Deep Learning Using R

A Workshop

Author

Mark Andrews

This workshop is a hands-on introduction to deep learning in R using the torch package. The topics below are modular: a given delivery will cover a selection depending on length, audience, and emphasis. The foundations topics are core; the architecture and language model topics can be combined in various ways.

Foundations

Introduction to Neural Networks

We implement artificial neurons from scratch using base R. We define and plot the common activation functions, then build a simple forward pass through a small network by hand. This gives a concrete computational picture of what a neural network is before we move to torch.

Training Neural Networks

We introduce torch tensors and autograd, torch’s automatic differentiation engine. We then cover loss functions, the mechanics of gradient descent, and how torch optimizers implement and extend it. The topic closes with train/validation/test splitting and the two most common regularisation techniques: dropout and weight decay.

Multilayer Perceptrons

We build and train multilayer perceptrons using torch’s nn_module. The running example is MNIST digit classification. We cover the full training loop, monitoring loss and validation accuracy, and practical use of luz as a high-level training interface.

Architectures

Convolutional Neural Networks

We introduce convolutional layers and build CNNs for image classification in torch. We cover nn_conv2d, nn_max_pool2d, and nn_batch_norm2d, train a CNN on MNIST, and visualise the learned filters.

Language Models

Language Models and Transformers

We cover tokenisation, embeddings, and the self-attention mechanism. We work through the transformer architecture piece by piece, building toward the GPT-style decoder used in the following topic.

Implementing a GPT Language Model

We implement a minimal GPT from scratch in torch and train it on a small text corpus.
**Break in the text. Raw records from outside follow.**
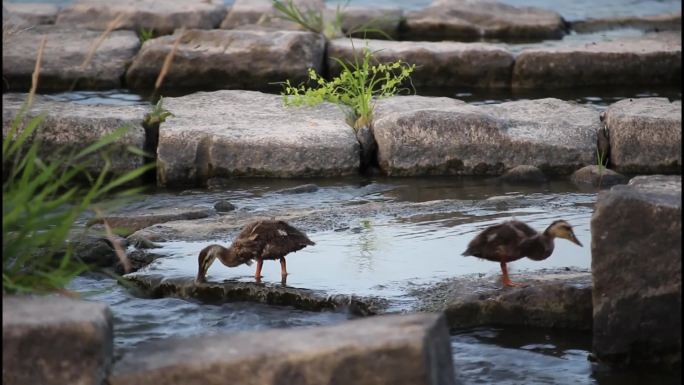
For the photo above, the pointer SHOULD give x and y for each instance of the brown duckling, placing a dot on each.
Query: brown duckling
(513, 240)
(259, 240)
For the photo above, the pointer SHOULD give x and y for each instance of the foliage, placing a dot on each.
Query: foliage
(145, 34)
(158, 113)
(41, 202)
(357, 87)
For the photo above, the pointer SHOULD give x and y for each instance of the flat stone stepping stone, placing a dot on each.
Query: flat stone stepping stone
(161, 16)
(248, 133)
(438, 64)
(552, 299)
(645, 135)
(471, 20)
(72, 127)
(660, 22)
(233, 291)
(409, 349)
(221, 59)
(33, 13)
(65, 51)
(636, 269)
(654, 59)
(440, 136)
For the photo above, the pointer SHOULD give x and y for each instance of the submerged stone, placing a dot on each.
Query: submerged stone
(597, 176)
(71, 127)
(463, 19)
(645, 135)
(232, 291)
(160, 16)
(219, 59)
(251, 134)
(398, 349)
(636, 250)
(54, 340)
(654, 59)
(438, 64)
(65, 52)
(440, 136)
(553, 299)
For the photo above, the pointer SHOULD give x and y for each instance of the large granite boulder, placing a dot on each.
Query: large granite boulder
(247, 133)
(636, 249)
(161, 16)
(472, 20)
(69, 127)
(438, 64)
(645, 135)
(219, 59)
(233, 291)
(65, 51)
(398, 349)
(54, 341)
(262, 12)
(553, 299)
(440, 136)
(660, 22)
(33, 13)
(654, 59)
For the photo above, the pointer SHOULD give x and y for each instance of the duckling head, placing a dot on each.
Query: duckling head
(562, 229)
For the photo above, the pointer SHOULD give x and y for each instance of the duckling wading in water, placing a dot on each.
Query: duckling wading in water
(259, 240)
(513, 240)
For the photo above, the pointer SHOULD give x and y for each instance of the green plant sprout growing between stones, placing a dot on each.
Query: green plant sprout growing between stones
(158, 114)
(314, 20)
(145, 34)
(356, 89)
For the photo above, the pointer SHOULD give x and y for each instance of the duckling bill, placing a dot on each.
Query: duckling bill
(258, 240)
(513, 240)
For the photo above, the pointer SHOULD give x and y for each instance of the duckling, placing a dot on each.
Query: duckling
(513, 240)
(259, 240)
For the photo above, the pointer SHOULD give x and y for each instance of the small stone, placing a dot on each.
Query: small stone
(523, 174)
(224, 206)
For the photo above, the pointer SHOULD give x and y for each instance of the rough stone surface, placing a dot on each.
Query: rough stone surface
(127, 224)
(467, 19)
(660, 22)
(439, 136)
(161, 16)
(246, 133)
(232, 291)
(645, 135)
(654, 59)
(636, 248)
(261, 12)
(55, 340)
(438, 64)
(217, 59)
(394, 349)
(72, 127)
(305, 188)
(523, 174)
(65, 51)
(554, 299)
(33, 13)
(597, 176)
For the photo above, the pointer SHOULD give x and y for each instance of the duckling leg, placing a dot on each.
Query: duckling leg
(506, 280)
(283, 267)
(257, 275)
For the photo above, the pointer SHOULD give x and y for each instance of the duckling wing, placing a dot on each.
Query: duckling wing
(497, 243)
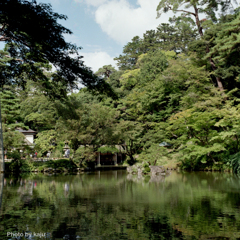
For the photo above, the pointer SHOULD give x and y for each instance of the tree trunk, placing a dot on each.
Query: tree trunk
(1, 145)
(198, 23)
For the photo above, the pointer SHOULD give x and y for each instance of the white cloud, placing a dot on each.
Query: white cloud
(121, 21)
(94, 3)
(96, 60)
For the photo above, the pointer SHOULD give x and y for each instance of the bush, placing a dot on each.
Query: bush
(85, 157)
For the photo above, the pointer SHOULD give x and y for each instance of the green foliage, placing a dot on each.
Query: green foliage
(46, 141)
(85, 157)
(107, 149)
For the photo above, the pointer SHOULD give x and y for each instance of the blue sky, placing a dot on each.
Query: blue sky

We cover text generation with temperature scaling and top-k sampling.

Extra Topics

The Attention Mechanism

A focused introduction to the attention mechanism and the transformer architecture. We motivate attention through the problems of long-range context in language and images, explain the query/key/value framework, implement scaled dot-product attention from scratch, and assemble a transformer block.

Using Pre-trained Transformer Models

We cover options for accessing large pre-trained models from R. Native R tools (hfhub, tok, safetensors) handle tokenization and weight loading without Python. For the full Hugging Face API we show how to call Python’s transformers library via reticulate.